This training (statistics) out of a parametric model of classification .

Before it can be combined classifier

P(A|F1,F2) = P(A) [P(F1|A)P(F2|A)] / P(F1,F2) = P(A) [P(F1|A)P(F2|A)] / [P(F1) P(F2)]

Come to the right "to be classified data" do deal with.

4. How classification

If there is someone chieftains x: no tattoos, no trouble. Calculation performed twice for two classifications (Ma leader, infantry leaders), two values ​​obtained.

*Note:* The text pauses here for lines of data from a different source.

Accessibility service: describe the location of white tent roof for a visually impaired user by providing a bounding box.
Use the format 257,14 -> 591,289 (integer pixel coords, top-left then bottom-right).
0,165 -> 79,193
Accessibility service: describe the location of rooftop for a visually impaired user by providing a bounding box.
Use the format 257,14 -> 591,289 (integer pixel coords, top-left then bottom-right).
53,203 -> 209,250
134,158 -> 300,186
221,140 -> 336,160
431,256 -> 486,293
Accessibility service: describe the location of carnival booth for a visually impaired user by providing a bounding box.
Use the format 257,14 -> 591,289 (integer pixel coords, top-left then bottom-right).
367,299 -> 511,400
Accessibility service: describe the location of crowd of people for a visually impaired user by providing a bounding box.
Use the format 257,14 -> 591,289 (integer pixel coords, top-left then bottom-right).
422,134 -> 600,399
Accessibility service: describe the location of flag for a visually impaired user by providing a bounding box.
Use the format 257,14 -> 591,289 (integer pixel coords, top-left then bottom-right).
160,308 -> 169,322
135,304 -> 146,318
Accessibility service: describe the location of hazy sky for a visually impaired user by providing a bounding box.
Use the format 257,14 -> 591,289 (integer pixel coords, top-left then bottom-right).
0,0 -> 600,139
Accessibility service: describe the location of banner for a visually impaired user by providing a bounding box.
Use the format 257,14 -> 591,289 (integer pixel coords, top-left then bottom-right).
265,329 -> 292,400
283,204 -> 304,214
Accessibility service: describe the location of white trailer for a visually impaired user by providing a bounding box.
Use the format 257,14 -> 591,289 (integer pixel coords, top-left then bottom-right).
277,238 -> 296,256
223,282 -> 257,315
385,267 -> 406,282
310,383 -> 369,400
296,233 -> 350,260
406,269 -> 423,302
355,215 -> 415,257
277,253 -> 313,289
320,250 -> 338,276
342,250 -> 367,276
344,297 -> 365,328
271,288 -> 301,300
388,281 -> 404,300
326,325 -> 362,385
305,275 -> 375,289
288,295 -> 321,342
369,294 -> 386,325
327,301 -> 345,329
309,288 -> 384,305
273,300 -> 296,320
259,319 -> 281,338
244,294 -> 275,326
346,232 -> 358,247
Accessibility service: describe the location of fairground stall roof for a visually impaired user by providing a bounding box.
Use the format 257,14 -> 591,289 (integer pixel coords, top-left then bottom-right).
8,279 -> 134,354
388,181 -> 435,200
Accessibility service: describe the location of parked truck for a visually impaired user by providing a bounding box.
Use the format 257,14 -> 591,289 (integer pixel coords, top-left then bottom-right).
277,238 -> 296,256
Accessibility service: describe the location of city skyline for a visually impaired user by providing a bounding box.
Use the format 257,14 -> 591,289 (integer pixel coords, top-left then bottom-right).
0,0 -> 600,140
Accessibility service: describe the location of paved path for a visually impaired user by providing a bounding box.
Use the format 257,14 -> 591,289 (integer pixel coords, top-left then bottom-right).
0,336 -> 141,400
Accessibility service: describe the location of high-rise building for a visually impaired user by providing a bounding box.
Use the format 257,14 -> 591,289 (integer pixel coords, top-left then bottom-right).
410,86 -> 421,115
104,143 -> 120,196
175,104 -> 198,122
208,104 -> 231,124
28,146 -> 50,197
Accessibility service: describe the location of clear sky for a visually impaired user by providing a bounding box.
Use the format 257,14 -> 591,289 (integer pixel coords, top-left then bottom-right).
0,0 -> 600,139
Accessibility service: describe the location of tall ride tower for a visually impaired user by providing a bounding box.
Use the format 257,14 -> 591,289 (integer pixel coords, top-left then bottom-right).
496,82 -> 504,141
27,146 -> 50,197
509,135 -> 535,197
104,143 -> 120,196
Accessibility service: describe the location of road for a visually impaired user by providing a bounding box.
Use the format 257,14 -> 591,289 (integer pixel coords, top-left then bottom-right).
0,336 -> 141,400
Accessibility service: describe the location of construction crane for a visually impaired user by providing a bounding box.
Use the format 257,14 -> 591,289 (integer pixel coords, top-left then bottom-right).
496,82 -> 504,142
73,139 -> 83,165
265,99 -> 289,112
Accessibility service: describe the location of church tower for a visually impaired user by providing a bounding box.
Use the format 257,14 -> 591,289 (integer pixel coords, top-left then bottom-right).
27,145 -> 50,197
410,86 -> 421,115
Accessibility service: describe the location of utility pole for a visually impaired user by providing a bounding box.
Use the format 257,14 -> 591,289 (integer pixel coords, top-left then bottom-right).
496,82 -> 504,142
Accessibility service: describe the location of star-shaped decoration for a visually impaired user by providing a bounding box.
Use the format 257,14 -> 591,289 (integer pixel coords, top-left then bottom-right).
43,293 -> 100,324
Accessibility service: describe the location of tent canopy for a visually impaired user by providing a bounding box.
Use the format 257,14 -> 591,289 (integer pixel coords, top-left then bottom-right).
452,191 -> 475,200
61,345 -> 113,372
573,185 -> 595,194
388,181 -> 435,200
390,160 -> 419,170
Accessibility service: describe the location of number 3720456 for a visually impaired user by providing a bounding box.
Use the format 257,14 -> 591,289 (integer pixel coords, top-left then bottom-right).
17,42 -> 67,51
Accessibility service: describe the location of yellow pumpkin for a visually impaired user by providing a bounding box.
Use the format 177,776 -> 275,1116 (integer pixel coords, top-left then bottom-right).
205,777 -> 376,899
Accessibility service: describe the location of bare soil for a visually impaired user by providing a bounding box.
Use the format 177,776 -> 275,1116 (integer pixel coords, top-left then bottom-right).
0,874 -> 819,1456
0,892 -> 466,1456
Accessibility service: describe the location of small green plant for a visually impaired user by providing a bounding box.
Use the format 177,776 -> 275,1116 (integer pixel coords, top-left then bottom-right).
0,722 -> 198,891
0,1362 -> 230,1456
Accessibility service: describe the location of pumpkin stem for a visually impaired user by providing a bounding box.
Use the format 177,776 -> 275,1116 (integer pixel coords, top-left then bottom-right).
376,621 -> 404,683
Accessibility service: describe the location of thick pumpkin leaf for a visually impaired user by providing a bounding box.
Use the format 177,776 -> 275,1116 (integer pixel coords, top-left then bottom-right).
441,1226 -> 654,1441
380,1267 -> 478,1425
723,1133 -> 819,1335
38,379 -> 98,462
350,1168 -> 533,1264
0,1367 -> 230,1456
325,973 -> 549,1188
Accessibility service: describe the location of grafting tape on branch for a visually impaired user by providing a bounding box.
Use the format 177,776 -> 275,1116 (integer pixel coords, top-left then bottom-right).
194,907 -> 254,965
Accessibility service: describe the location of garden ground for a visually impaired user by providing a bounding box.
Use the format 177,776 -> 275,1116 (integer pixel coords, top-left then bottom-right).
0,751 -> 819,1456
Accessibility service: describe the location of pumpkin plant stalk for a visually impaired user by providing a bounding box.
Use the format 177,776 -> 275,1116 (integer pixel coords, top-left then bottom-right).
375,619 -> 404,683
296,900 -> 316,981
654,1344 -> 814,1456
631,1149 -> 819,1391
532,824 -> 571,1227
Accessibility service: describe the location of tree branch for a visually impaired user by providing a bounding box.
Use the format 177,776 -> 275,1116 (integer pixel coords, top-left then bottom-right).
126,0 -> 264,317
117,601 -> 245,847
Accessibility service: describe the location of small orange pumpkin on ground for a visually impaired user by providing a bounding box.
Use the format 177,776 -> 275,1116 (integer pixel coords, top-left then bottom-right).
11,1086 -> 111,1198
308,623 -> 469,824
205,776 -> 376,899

(No tattoos, no trouble) the possibility Ma chieftains

P(马军头领|不纹身,不闹事) = P(马军头领)  [P(无纹身|马军头领) P(不闹事|马军头领) ] / [P(无纹身)P(不闹事)]

P(A=A1|x) = p(A=A1) P(F1=f12|A=A1)p(F2=f22|A=A1) / [P(f12)P(f22)] = 0.5 * 0.4 * 0.45 / [0.55 * 0.65] = 0.18 / [0.55 * 0.65] = 0.25

(No tattoos, no trouble) is the possibility of infantry chieftains

P(步兵头领|不纹身,不闹事) = P(步兵头领)  [P(无纹身|步兵头领) P(不闹事|步兵头领) ] / [P(无纹身)P(不闹事)]

P(A=A2|x) = p(A=A2) P(F1=f12|A=A2)p(F2=f22|A=A2) / [P(f12)P(f22)] = 0.5 * 0.15 * 0.2 / [0.55 * 0.65] = 0.03 / [0.55 * 0.65] = 0.04

So x is more likely to Ma's.

The greatest advantage of Bayes' theorem is the probability of a known frequency to calculate the unknown, we simply frequency as a probability .

0X03 reference source snowNLP

We can further understanding of the Naive Bayes model by snowNLP source.

In bayes object, and there are two attributes total d, d is a data dictionary, the total number of words stored in all categories of the total, after the training dataset train method, d is the data stored in the key of each classification classified tag label, value is a AddOneProb object.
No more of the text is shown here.